Amidst a (rare) quiet moment with my 6th period Atlanta class, 5 year-old Catherine stopped writing and peered up at me from her desk to say "Teacher, saranghaeyo". The light went on in my head: all this time Catherine was telling me that she loves me. For weeks I've been wondering what the heck that kid's always saying. Anyway, my heart melted a little and I realized that I must be the easiest adult in the world to manipulate, because for the rest of the class we played Hangman. And then I gave them all stickers.

Overall, today was a good day. It was Tom teacher's birthday, so we had some delicious cake to celebrate, plus, he just found out that he scored in the 93rd percentile on his LSAT's. For some reason the rest of the foreign teachers reacted like proud parents when we heard the news, despite the fact that we're all the same age. I just can't fathom having the brain power to study the way that he did for the past couple of months, while working this job.

Anyway, I'm off to the gym in a bit, but I have news for you Canada: tomorrow is FRIDAY! In the comically sarcastic words of my friend Niki, "I'm not mad about it".

Tuesday, November 2, 2010

Edible Adventures

It's no secret: I love Korean food. Bring me a meal that's colourful, spicy, and includes a few free sides of kimchi, and I'm a happy gal. So you can imagine the illiterate frustration I experience when forced to bypass the rows of intriguing restaurants overflowing with Korean patrons each day, in favour of a safer option known for its English small-print at the bottom of the menu.

It's one of the downfalls to living in a country where you don't speak the language: simple, everyday tasks (like ordering from a restaurant menu) become an ordeal. It's amazing the things you take for granted in life. I long for the independence to sit down in one of the popular 'local' restaurants and peruse the delicious options until something catches my eye.

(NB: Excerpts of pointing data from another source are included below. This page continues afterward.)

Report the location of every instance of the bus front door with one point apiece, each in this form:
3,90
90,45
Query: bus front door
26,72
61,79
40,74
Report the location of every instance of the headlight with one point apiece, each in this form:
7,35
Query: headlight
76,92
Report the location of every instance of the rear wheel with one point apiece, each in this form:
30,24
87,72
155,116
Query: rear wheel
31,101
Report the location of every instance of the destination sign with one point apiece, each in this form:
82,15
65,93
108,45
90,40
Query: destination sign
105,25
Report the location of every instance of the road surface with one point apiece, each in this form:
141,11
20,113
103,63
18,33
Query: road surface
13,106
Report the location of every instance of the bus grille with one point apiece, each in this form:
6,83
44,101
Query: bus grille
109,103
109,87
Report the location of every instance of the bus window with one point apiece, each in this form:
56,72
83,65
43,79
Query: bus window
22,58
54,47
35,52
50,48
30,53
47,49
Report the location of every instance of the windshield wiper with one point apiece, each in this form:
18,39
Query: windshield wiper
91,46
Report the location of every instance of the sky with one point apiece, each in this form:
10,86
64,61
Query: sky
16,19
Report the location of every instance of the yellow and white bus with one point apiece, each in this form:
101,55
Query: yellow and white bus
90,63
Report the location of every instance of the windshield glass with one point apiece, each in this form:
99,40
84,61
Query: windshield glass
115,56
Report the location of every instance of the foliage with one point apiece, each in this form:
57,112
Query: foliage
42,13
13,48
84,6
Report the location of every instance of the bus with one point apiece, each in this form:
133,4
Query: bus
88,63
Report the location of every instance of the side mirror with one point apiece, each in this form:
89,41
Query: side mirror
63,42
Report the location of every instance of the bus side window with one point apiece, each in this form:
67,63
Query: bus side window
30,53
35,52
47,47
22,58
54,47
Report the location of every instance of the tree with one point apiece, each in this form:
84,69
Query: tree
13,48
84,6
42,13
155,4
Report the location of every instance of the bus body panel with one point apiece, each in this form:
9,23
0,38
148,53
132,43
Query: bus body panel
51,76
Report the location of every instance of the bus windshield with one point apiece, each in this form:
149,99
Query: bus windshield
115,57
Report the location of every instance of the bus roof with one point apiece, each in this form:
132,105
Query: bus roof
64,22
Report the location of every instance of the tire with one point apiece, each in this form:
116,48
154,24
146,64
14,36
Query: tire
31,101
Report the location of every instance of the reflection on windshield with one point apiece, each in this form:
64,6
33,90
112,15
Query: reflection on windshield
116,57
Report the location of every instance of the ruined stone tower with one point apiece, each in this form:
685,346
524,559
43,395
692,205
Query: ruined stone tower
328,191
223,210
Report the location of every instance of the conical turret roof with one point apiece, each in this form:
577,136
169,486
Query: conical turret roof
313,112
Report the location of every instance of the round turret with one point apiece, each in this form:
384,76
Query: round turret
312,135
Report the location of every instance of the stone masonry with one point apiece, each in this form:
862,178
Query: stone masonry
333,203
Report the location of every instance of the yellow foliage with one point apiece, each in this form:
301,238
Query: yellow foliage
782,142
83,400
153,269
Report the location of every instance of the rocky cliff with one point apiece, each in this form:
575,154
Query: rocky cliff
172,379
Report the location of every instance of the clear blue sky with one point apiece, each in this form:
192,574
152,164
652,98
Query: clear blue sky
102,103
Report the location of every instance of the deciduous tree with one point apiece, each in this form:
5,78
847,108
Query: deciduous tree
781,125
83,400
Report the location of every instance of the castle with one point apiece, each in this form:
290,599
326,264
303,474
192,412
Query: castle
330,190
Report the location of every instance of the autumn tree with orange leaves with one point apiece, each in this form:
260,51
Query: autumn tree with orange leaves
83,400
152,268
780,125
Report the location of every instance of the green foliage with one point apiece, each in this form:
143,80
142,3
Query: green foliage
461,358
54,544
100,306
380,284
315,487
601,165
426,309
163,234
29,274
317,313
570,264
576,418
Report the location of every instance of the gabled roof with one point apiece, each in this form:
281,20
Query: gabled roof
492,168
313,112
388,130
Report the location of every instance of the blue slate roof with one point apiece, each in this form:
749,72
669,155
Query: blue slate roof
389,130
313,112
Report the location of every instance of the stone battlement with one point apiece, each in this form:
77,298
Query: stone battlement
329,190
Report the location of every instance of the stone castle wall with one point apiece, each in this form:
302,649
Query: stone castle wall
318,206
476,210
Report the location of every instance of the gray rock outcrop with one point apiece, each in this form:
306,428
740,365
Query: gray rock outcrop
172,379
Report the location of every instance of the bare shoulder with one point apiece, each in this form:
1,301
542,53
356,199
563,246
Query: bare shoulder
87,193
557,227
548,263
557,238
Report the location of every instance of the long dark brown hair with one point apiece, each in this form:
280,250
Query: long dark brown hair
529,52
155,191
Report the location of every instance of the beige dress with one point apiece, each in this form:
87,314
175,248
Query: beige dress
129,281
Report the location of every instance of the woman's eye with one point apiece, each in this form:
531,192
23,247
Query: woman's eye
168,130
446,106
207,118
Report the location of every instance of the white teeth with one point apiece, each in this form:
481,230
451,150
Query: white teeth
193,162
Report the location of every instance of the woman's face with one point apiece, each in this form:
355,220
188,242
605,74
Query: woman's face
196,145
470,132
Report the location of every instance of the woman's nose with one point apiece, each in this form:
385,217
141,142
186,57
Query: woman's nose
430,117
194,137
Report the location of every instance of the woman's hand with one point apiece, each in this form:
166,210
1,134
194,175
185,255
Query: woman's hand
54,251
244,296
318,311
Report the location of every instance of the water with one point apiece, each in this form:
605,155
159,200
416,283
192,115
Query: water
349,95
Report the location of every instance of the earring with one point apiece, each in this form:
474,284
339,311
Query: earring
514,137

This weekend my frustration got the better of me; I decided I'd had enough. No more will I base mealtime decisions around my literary capabilities: I want to try something new darnit! So on Sunday afternoon while walking home from a Dilbert-free gym session, I committed to a new little philosophy called: point, and hope for the best!

It's pretty straightforward really. If I want to eat at a restaurant that offers no English menu or English speaking-staff, I simply accept the fact that I won't know what I'm ordering. I just walk in, point to a random item on the menu, and wait.

I've done it twice already this week, and so far it's working out quite well. On Sunday I enjoyed a delicious bowl of bubbling hot spicy beef soup (or...I hope it was beef) with various sides of kimchi, garlic, and hot chillies for seasoning. Yesterday I popped into a restaurant beside my school for some sort of vegetable stew with an egg on top, accompanied by six sides of kimchi, seaweed strips, and various other seasoned vegetables.

I'm aware that this approach may not always work in my favour. But as of right now, I'm two for two.